Tune in between 10.30am and 12.30pm, when Dublin Zoo's Asian elephants usually come into view on their enclosure's webcam. One of three live streams at the zoo, it gives you a sporting chance to see Dublin's youngest calf, Kabir. Look closely and you might also spy some of the green-clad zookeepers as they tend to the needs of the animals while the zoo is shuttered. Home to over 650 different species, San Diego Zoo has been voted the best in the world. Its webcams give you access to 10 species, including polar bears, tigers and giraffes, as well as offering a chance to spy the zoo's newest addition, a baby siamang called Selamat. Click to visit here.
Live streaming is really coming into its own as a means of bringing the world to us as we temporarily retreat from it. Boston's New England Aquarium, for example, is using Facebook Live to great effect, allowing children to tune in at 3pm GMT for daily feedings, including with Myrtle the green sea turtle, and presentations led by the aquarium's expert handlers. One recent highlight was a live vet check-up for Thomas, the aquarium's green moray eel. Click to visit here.

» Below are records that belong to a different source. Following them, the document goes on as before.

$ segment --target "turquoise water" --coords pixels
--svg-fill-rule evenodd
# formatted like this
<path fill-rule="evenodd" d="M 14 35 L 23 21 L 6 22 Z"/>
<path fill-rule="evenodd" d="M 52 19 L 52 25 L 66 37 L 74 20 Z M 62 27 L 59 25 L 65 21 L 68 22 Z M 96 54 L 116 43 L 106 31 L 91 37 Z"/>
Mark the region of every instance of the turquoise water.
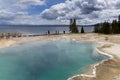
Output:
<path fill-rule="evenodd" d="M 57 40 L 0 49 L 0 80 L 67 80 L 106 56 L 96 43 Z"/>

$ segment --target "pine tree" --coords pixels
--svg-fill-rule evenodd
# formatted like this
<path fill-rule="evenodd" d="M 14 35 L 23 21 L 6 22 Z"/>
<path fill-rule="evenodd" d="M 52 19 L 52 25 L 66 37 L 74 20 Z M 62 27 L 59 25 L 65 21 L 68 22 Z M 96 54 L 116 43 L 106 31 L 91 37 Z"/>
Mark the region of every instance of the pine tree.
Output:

It's easy to fall down a rabbit hole watching videos on YouTube. Maybe that's the secret to its success as an invaluable source of inspiration for future travel plans. From the comfort of your sofa, climb aboard the Rocky Mountaineer train (above) and sit back as the evergreen forests, cascading rivers and snow-capped peaks of the Canadian Rockies hurtle past with Travel Alberta's 360-degree video. Or better still, get close enough to a Kodiak bear in the Alaskan wilds to see the whites of its eyes with the immersive Discovery VR wildlife watching series ( click to watch here).